President Weah ought to realize that he does not have time on his hands. He needs to make changes as soon as possible, maintains a retired diplomat (name withheld), else he runs the risk of going down in history not only as a one-term President, but also as one of the most despised.

The CDC diehard and hawkish Deputy Information Minister Eugene Fahngon‘s admits that officials serving the President are hated by the people, although he (the President) is loved by them. That is why it is important that the President steps up to the plate and refrain from shying away and speak directly to the Liberian people.
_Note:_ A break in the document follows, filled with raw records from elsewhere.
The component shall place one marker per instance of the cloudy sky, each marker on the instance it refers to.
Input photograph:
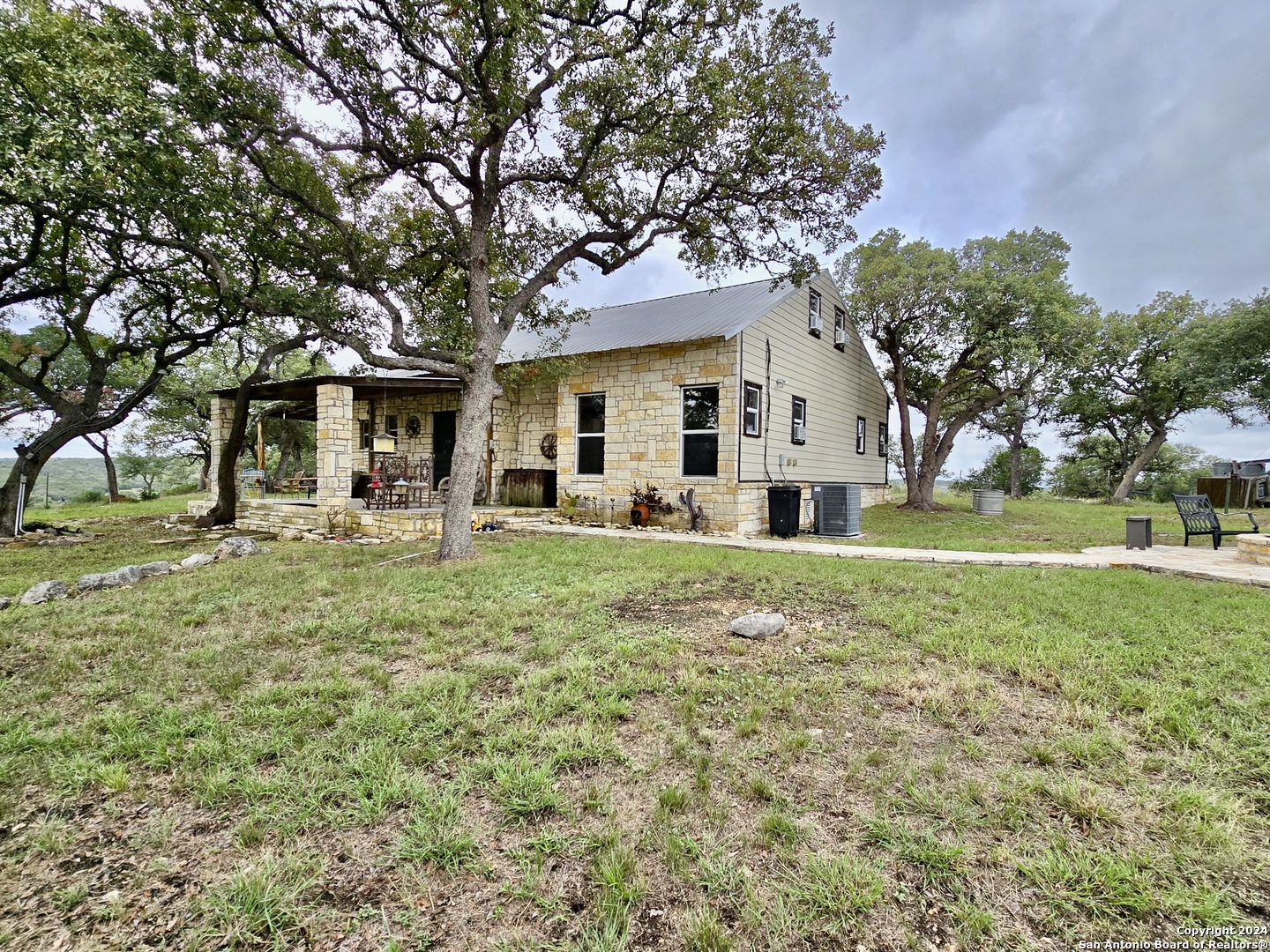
(1137, 129)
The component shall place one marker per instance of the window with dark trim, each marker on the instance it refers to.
(798, 432)
(753, 410)
(698, 450)
(813, 314)
(591, 435)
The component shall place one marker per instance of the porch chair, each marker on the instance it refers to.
(1200, 519)
(296, 484)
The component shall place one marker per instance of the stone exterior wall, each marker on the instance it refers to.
(522, 418)
(643, 409)
(335, 442)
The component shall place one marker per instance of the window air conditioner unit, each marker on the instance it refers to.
(837, 508)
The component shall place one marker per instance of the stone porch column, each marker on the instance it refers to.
(219, 435)
(334, 444)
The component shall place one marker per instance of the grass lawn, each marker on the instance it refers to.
(557, 747)
(1034, 524)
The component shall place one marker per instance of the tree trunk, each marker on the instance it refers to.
(1148, 452)
(225, 510)
(40, 456)
(478, 400)
(112, 476)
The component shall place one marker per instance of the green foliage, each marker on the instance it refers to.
(1137, 377)
(1094, 467)
(963, 333)
(995, 471)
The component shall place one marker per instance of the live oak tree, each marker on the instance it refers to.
(961, 333)
(453, 161)
(1138, 377)
(126, 231)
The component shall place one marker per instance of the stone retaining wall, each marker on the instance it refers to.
(1254, 548)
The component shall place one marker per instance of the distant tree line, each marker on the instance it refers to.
(992, 338)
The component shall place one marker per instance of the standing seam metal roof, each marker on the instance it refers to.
(718, 312)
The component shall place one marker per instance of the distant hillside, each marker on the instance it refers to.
(68, 478)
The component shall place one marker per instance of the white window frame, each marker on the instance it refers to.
(578, 435)
(798, 404)
(746, 410)
(684, 433)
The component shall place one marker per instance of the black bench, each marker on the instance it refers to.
(1199, 519)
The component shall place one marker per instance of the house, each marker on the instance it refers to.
(723, 391)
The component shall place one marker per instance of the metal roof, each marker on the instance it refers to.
(716, 312)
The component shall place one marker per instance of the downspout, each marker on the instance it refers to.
(741, 398)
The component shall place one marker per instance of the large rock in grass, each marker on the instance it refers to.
(758, 625)
(124, 576)
(235, 547)
(43, 591)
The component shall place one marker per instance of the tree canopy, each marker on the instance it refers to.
(471, 156)
(961, 331)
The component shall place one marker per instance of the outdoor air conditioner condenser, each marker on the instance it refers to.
(837, 505)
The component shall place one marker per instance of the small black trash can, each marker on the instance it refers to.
(1137, 532)
(782, 509)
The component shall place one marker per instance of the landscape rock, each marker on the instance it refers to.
(43, 591)
(126, 576)
(235, 547)
(758, 625)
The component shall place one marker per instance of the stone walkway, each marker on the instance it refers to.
(1194, 562)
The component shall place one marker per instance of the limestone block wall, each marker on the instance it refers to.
(219, 435)
(335, 442)
(643, 412)
(522, 418)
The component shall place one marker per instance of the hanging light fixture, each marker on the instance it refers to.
(384, 442)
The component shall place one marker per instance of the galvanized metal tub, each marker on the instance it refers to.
(989, 502)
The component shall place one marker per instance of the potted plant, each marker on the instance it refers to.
(646, 502)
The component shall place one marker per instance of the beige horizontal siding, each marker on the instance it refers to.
(837, 386)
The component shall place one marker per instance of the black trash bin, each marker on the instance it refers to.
(782, 509)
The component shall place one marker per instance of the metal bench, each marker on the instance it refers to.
(1199, 519)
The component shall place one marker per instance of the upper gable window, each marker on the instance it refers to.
(813, 315)
(753, 415)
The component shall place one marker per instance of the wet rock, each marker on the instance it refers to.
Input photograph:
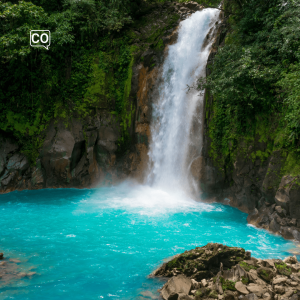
(229, 295)
(195, 284)
(290, 260)
(287, 232)
(281, 212)
(251, 297)
(265, 273)
(204, 283)
(257, 289)
(177, 284)
(279, 289)
(268, 263)
(279, 280)
(240, 287)
(248, 279)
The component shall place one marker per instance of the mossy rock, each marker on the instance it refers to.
(265, 273)
(283, 269)
(246, 266)
(227, 284)
(203, 293)
(213, 294)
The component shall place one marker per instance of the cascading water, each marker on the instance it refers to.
(173, 146)
(102, 243)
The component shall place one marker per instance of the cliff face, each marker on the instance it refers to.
(88, 151)
(261, 180)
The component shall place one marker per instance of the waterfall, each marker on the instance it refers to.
(176, 127)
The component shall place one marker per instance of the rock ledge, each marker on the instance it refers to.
(216, 271)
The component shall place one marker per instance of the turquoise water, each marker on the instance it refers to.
(102, 243)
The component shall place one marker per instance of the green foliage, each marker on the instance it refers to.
(172, 264)
(227, 284)
(37, 85)
(283, 269)
(255, 76)
(245, 280)
(246, 266)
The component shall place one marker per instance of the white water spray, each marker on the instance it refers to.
(173, 140)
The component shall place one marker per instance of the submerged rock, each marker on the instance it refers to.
(216, 271)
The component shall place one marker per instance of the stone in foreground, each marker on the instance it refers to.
(216, 271)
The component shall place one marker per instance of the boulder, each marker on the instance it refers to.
(279, 279)
(279, 289)
(251, 296)
(229, 295)
(268, 263)
(274, 226)
(280, 211)
(177, 284)
(287, 232)
(179, 296)
(257, 289)
(204, 283)
(265, 273)
(240, 287)
(290, 260)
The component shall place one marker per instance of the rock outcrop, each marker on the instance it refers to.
(87, 151)
(256, 181)
(216, 271)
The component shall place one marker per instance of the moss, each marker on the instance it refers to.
(245, 280)
(172, 264)
(246, 266)
(227, 284)
(283, 269)
(292, 166)
(213, 294)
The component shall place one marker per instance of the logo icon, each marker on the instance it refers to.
(40, 38)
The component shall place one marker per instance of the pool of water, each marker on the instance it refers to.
(102, 243)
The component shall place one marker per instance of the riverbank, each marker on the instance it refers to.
(216, 271)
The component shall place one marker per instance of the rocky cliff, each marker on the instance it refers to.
(260, 179)
(88, 151)
(216, 271)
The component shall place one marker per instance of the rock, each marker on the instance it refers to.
(281, 211)
(265, 273)
(267, 296)
(177, 284)
(257, 289)
(240, 287)
(283, 269)
(292, 222)
(229, 295)
(279, 279)
(279, 289)
(195, 285)
(204, 283)
(290, 260)
(294, 297)
(268, 263)
(14, 260)
(193, 292)
(274, 226)
(251, 296)
(287, 233)
(252, 275)
(179, 296)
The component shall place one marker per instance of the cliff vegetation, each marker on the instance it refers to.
(255, 83)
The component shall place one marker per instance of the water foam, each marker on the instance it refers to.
(175, 109)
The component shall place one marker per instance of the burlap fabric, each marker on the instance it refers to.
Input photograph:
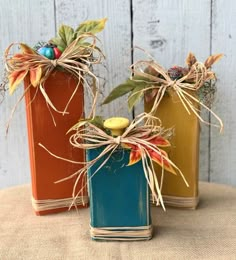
(207, 233)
If Fahngon’s rants that public officials are deeply hated by the people are anything to go by, then it makes no sense for President Weah to speak to the Liberian people through the voices of despised officials. If changes are underway or are planned, President Weah should quickly announce this rather than leaving it to public speculation.

It is he who has the mandate and authority to appoint officials who serve at his will and pleasure. And it is only he who can dismiss, change or even rotate them. In this regard, he is urged to put the results of the just ended senatorial election behind him and carry on with his duties of governance.

And going forward from this day onwards, President Weah is urged to do everything in his power to curb tendencies that promote dysfunctional governance and undermine respect for the rule of law. This should form a major part of his agenda in 2021.

WILL THOSE IN CHARGE OF FISCAL AND MONETARY POLICIES PLEASE STAND!

2 COMMENTS

  1. The people in charge of Liberia’s monetary policy are infact not [LIBERIANS]. Foreigners dorminate the Liberian Economy. As such, they also control the monetary policy/flow of money. Whenever the Foreigners hoard their money; to await a favorable business climate, Banks in Liberia run out of money. The vast- majority of LIBERIANS can not hoard 💰 money. They live daily from hands to mouth. The question is: What percentage of Liberia’s Population have a bank account? *Not much. Sadly, Foreigners mercilessly siphon Liberia’s Hard currency-The U.S DOLLAR.

  2. Very good analysis Henry, but what is even more disconcerting is when the leaders in charge give momentum to an already precarious economic situation through their actions.

    Weah’s administration has created all the conditions necessary to induce foreign business people to conduct business in Liberia in contravention of its commercial laws. And of course, you know as much as I know that the acquiescence of many of our public officials in complying with these despicable acts derives from greed, incompetence, and the love of money and not love of one’s country.

    To make an analogy: an individual is irate over the unsavory news circulating in the community about his daughter engaging in prostitution. However, a strange twist of events then occurs when instead of him expressing disgust and warning those who are maligning her to stop, he in fact takes-off to the airwaves announcing to the public the news is true. Wow! What a paradox? Is he not aware that by his actions he’s giving a tacit approval of his daughter’s behavior?

    Such is the case here. Economic strangulation wrought on our poor masses by foreigners truly hurts the country, but what truly hurts more is when the leaders, who are aborigines of the country, get in cahoots with them to exacerbate the crisis. “If a house does not sell a person, the public will not buy him or her,” as an old saying goes.